Madden’s main point is that, although kids from lower socioeconomic backgrounds are admitted to elite colleges in depressingly low numbers (5% are from the bottom quartile; 14% are from the bottom two quartiles), these kids can handle the academic challenges, but they have immense difficulty with leaving their way of life behind:
- But once those from lower socioeconomic backgrounds arrive on campus, it’s often the subtler things, the signifiers of who they are and where they come from, that cause the most trouble, challenging their very identity, comfort and right to be on that campus…. Hardest was the awareness that my own experiences were not only undervalued but often mocked, used to indicate when someone was stupid or low-class…. To stay four years and graduate, students have to come to terms with the unspoken transaction: exchanging your old world for a new world, one that doesn’t seem to value where you came from.

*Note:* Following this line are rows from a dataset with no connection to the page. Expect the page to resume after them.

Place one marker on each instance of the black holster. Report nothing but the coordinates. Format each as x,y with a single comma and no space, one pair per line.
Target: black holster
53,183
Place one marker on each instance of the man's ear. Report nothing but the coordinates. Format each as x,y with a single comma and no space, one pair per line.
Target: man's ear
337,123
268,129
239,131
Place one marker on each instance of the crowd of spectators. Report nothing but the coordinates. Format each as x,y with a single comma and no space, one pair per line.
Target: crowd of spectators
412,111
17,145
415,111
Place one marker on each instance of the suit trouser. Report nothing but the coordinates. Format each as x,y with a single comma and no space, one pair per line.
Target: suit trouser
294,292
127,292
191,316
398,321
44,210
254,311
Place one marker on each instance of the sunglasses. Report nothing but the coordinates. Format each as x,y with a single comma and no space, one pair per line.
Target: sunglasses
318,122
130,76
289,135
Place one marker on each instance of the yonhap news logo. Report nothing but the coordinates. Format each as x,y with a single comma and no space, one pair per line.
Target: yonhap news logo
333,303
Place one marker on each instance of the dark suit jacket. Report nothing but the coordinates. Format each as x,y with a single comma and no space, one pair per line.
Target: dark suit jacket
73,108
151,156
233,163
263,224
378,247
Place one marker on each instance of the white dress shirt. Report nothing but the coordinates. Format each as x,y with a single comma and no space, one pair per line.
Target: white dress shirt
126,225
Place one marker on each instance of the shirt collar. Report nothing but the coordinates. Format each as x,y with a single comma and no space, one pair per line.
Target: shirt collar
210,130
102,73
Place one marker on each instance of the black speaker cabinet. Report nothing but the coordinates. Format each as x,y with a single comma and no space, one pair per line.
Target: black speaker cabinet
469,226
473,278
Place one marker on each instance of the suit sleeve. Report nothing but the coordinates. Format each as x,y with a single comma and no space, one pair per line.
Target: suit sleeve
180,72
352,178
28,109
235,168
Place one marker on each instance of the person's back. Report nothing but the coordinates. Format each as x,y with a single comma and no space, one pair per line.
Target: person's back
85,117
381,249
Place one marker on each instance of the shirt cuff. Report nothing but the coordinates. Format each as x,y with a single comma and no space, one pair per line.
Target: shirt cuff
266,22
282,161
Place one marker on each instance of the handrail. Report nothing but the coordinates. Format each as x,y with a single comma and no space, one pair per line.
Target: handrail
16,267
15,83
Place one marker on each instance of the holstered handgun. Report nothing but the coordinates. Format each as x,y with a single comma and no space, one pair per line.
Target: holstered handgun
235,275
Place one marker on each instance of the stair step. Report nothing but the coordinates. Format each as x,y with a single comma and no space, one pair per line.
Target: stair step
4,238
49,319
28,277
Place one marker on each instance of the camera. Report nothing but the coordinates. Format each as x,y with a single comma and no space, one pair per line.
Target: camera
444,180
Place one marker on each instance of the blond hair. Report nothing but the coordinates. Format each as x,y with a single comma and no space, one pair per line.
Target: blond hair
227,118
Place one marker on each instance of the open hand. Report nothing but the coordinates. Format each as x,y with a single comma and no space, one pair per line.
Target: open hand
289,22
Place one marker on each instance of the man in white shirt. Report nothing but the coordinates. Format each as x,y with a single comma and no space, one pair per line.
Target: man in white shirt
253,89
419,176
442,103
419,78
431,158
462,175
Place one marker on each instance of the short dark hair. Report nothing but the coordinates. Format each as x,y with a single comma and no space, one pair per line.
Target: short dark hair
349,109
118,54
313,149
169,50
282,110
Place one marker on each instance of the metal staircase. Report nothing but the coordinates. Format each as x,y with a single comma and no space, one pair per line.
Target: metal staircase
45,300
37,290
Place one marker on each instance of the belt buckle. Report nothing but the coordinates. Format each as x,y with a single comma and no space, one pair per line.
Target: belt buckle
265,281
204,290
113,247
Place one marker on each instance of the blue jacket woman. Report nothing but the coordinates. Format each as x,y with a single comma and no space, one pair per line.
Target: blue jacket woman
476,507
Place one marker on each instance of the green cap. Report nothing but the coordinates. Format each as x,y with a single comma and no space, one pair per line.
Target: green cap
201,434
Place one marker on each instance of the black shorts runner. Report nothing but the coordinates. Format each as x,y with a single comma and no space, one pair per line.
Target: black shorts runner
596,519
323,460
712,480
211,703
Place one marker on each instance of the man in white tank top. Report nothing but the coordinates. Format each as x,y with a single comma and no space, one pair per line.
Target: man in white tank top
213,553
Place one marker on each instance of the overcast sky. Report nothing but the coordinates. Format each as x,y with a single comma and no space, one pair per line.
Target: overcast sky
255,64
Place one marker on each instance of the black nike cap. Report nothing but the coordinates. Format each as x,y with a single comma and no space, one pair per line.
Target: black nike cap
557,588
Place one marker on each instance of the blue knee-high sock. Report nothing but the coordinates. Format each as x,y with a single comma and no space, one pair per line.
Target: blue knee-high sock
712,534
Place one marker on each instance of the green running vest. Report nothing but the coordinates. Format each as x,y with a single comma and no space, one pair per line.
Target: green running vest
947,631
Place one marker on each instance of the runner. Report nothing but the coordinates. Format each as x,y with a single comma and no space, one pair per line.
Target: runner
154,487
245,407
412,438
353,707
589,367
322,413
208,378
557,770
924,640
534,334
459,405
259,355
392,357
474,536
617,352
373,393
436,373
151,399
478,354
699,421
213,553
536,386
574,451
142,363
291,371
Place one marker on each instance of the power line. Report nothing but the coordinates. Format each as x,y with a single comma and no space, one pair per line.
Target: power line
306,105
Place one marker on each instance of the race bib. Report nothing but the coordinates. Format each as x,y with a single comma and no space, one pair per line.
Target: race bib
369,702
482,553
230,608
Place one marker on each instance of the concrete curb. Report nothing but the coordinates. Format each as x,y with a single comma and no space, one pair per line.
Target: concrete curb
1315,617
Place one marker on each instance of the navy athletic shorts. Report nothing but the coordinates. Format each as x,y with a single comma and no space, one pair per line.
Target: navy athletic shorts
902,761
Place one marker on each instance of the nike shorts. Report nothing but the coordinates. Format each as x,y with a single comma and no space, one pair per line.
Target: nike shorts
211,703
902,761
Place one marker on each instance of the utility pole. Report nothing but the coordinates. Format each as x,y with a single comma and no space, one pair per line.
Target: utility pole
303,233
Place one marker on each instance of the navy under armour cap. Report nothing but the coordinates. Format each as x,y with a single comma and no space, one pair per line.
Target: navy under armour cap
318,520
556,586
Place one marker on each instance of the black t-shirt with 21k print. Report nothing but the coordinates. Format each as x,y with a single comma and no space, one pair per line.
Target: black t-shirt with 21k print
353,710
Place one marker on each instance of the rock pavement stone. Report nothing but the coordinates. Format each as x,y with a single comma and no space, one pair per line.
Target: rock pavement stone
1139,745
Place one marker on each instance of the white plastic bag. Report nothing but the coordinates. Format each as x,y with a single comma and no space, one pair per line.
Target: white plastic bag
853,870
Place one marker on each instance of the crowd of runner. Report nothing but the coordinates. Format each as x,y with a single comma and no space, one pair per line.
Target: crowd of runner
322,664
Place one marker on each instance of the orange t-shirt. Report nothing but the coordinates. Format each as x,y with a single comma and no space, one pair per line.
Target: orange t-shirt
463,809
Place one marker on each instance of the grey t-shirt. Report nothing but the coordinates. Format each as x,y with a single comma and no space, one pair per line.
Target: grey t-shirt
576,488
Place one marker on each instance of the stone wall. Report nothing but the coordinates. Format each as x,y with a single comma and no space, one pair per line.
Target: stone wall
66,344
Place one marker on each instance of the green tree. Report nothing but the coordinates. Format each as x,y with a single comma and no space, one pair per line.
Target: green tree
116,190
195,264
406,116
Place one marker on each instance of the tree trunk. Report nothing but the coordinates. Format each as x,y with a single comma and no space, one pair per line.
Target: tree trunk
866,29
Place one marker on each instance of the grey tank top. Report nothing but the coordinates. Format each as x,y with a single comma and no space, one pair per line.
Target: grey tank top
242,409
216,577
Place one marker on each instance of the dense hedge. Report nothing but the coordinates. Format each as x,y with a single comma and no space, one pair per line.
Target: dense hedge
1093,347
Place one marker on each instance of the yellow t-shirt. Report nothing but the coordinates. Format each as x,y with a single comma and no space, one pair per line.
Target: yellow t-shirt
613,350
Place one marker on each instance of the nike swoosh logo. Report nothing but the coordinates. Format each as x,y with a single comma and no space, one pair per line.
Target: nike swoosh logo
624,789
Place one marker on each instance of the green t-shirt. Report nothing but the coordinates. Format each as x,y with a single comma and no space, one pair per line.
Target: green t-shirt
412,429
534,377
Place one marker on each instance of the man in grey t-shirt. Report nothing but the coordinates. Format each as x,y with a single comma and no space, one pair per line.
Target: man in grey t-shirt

Madden then explains why she was able to navigate the distance from old world to new world:
- Perhaps because I came from generations of people who had left their families behind and pushed west from Ireland, West Virginia and Montana, I suffered few pangs at the idea of setting out for a new land with better opportunities. I wanted the libraries, summer houses and good wine more than anything that I then valued about my own history…. Being young, I didn’t understand, believing myself immune to the idea that any gain might entail a corresponding loss. I was keen to exchange my Western hardscrabble life for the chance to be a New York City middle-class museumgoer. I’ve paid a price in estrangement from my own people, but I was willing. Not every 18-year-old will make that same choice, especially when race is factored in as well as class.
All of this rings true to me, as I still remember the difficulty I had in moving from being a practical small-town farm kid to a big-city urban/intellectual guy.
You can take the boy out of the country, but you can’t take the country out of the boy.